Overall, chatbots like ChatGPT that are trained on large language models are a valuable tool for businesses and individuals alike. By leveraging the power of these models, chatbots can provide quick and accurate responses to a wide range of inputs, making them a valuable asset for many different applications.

P.S. ChatGPT wrote this. Here is a link to a short video showing you how amazingly fast ChatGPT writes.

3 More Stories to Know

1) Epson announced that it will no longer make laser printers after 2026. The company says that inkjet printers are more eco-friendly.

2)  TikTok is continuing negotiations with the Biden administration regarding ways that the company can continue operating in the U.S. FBI director Christopher Wray has made multiple public statements about TikTok which he calls it a threat to national security.

3) San Francisco’s Board of Supervisors quickly reversed their decision that would have allowed law enforcement agencies to use robots armed with lethal weapons in hazardous conditions.

Trends & Spends

Trends and Spends has the week off because Google published its Year in Search feature that includes global searches in multiple categories as well as a drop down to show top searches in individual countries.

Did That Really Happen? — Electric Bike Graveyard

A hoax photo purports to show an electric bike dump in France filled with abandoned bikes whose owners didn’t want to pay for replacement batteries.

Snopes did some great research (read it here) and discovered that the bikes were in China and had been abandoned by a company going out of business.

Following Up — Log4j Exploits Continue

We wrote extensively about the Log4j hacks that occurred last December.

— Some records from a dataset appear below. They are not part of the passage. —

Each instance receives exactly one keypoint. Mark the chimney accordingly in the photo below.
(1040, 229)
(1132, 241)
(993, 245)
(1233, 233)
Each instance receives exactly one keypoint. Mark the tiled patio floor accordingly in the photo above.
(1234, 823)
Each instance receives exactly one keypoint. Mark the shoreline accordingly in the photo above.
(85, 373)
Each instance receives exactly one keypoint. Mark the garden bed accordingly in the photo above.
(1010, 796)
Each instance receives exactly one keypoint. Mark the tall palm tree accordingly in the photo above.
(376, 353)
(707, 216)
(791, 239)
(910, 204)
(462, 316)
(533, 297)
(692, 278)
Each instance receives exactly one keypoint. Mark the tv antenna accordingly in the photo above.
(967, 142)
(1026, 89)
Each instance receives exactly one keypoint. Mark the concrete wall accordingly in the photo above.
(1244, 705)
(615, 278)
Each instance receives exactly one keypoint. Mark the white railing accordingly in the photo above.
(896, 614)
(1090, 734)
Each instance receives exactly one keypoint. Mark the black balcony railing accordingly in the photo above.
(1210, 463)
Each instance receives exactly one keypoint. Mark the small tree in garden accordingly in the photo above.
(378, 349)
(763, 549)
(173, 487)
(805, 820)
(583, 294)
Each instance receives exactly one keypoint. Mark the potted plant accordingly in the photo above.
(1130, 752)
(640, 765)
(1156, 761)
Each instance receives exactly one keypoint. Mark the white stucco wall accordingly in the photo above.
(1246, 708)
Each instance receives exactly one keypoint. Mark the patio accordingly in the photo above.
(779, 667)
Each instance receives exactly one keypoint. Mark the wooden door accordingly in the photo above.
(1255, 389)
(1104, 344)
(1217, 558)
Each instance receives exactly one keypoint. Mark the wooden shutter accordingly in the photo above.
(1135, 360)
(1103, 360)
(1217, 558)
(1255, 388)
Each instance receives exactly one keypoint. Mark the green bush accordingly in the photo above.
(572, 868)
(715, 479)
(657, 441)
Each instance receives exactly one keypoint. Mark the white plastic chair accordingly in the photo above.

At the time, government and large organizations warned that hackers would attempt to exploit this vulnerability affecting hundreds of millions of devices.  Last week, security firm Arctic Wolf disclosed that more than 800 of its commercial customers had been targeted using this exploit during 2022.

Protip — A Chrome Browser Setting to Save Memory

For years, Google Chrome’s browser has suffered from overusing memory that caused it to slow down or even stop. Now the company has released a new version with a feature called “Memory Saver”. Read about how you can install it now ahead of its rollout date in a few weeks.

Screening Room — Uber Eats’ New Guarantee & the NFL’s OBJ

Science Fiction World — Smart Bandages

There’s news about an international group of researchers who have created a smart bandage that uses microelectronics that transmit data wirelessly and report back to medical teams on the amount of healing, presence of certain cells, or infection.

Coffee Break — The World Cup of Microsoft Excel

Mama, your boy can finally be an international competitor. We told you last year about the Excel Championships. This delightful article in The Atlantic takes a close look at this year’s spreadsheet championship complete with TV coverage on ESPN 3.